Odpowiedni projekt autorstwa Masiulisa został zarejestrowany w Sejmie. Proponuje się, aby początkowo listę leków, które będzie można nabyć w sklepie, ma zatwierdzić Ministerstwo Zdrowia. Ministerstwo powinno też zatwierdzić, jakie warunki ma spełniać sklep, aby móc handlować lekarstwami.
„Sądzimy, że leki sprzedawane bez recepty muszą być łatwo dostępne dla mieszkańców. Nie we wszystkich wiejskich miejscowościach są apteki. Nie we wszystkich miastach i miasteczkach apteki działają po godzinach pracy. Jeśli człowiek nie przechowuje leków w domu, to czasami bardzo ciężko dostać zwykłego leku od przeziębienia lub od bólu głowy.
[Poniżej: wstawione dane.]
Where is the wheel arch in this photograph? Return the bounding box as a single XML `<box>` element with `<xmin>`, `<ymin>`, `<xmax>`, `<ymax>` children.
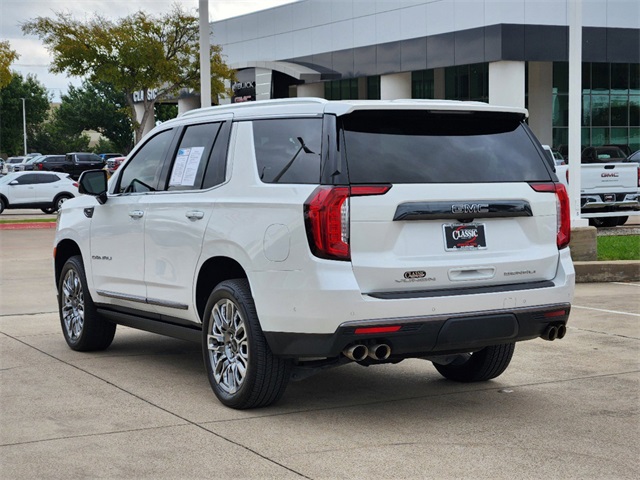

Zmiany będą przychylne wobec mieszkańców i zwiększą konkurencyjność w tym sektorze” - uargumentował swój pogląd Eligijus Masiulis.
Obecnie w Unii Europejskiej leki w sklepie można kupić w tych krajach, jak Włochy, Portugalia, Szwecja, Dania, Holandia, Wielka Brytania, Polska, Niemcy oraz Węgry.